I don't know if it would try to dig deeper, if permitted. Equally important, I can't tell if it's serving any good and worthy purpose. This is assuming for the sake of discussion that a legitimate new search engine is a "good and worthy" thing. ymmv on this point. But here I'm not sure of its legitimacy in the first place.
Msg#: 4610818 posted 12:24 am on Sep 20, 2013 (gmt 0)
I am the CEO of meanpath, Inc. meanpathbot should respect your robots.txt so if you can email me the domain of the site it tried to crawl without respecting your robots.txt I can get the team to look into it. email@example.com or firstname.lastname@example.org
One common error we see with robots.txt is that web masters are not aware robots.txt will be read from top to bottom with the first applicable rule found followed. So if you had say a permission for all crawlers to crawl at the top and a specific one for meanpathbot saying no below it would follow the allow at the top not the disallow at the bottom.
This may not be the case here but we can easily figure out what the issue is once we do a test on your site.
So if you had say a permission for all crawlers to crawl at the top and a specific one for meanpathbot saying no below it would follow the allow at the top not the disallow at the bottom.

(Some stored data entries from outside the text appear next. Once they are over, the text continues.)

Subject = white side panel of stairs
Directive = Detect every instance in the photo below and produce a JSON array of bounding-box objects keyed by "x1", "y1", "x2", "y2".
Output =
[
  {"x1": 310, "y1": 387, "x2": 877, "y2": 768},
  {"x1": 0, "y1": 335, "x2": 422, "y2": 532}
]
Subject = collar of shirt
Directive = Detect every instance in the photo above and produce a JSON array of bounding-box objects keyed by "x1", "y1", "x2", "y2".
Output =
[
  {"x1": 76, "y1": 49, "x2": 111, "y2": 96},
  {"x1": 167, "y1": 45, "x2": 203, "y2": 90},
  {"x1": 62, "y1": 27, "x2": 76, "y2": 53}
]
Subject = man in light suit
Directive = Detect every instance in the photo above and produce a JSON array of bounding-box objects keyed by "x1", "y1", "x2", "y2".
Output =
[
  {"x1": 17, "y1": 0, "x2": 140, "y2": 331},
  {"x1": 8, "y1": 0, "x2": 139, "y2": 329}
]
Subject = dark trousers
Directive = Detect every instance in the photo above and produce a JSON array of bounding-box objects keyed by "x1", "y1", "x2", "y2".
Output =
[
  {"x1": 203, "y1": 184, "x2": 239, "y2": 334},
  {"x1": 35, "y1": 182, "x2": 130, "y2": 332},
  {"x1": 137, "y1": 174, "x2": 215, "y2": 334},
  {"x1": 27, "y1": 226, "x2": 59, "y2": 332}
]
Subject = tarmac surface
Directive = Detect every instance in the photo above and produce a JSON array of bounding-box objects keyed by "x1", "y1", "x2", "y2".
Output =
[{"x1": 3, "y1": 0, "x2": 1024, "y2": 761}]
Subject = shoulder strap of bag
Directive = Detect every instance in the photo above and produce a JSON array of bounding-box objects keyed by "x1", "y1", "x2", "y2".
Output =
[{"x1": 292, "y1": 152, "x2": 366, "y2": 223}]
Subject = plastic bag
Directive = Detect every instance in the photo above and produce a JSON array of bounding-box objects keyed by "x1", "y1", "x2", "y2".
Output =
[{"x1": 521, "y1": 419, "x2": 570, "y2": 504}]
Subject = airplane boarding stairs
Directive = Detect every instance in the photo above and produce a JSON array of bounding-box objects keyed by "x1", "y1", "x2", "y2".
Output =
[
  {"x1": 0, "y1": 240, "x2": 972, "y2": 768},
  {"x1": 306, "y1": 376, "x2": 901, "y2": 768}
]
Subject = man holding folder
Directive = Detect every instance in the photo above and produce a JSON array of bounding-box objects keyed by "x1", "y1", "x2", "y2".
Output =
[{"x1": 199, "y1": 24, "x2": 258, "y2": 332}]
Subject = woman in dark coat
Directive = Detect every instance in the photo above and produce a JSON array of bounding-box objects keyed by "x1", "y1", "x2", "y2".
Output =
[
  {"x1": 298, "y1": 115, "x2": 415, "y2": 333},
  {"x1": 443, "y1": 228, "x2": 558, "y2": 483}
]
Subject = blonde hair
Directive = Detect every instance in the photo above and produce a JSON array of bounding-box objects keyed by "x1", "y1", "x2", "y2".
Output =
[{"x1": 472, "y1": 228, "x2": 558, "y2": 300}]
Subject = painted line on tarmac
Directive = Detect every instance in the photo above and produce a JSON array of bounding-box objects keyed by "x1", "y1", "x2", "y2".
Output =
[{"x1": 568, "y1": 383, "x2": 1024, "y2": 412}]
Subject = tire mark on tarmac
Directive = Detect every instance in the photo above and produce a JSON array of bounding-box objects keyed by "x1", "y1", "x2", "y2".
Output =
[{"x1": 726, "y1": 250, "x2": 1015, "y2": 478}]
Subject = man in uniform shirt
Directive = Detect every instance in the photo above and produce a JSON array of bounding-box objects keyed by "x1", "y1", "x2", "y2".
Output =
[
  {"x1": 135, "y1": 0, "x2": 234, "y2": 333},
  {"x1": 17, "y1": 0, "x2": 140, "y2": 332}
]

Why would you not follow the most specific directive for your bot [like at least Google and Bing do] rather than simply using the first found since a "generic" directive is likely the first directive in the file?
Sorry my response had a typo in it and was not well worded. What I was trying to say was if you have two directives specific to meanpathbot with conflicting disallow and allow statements we take the first one found. We find multiple conflicting directives often especially on sites which have dynamic bot blockers that add things to robots.txt on the fly. Meanpathbot should act the same as he Googlebot so if you see it acting differently let us know so we can work out why.
User agent * allow is actually redundant as all bots will assume they are allowed unless there is a specific rule for them.
https://github.com/meanpath/robots our robots code is actually open source and in use by a few crawlers.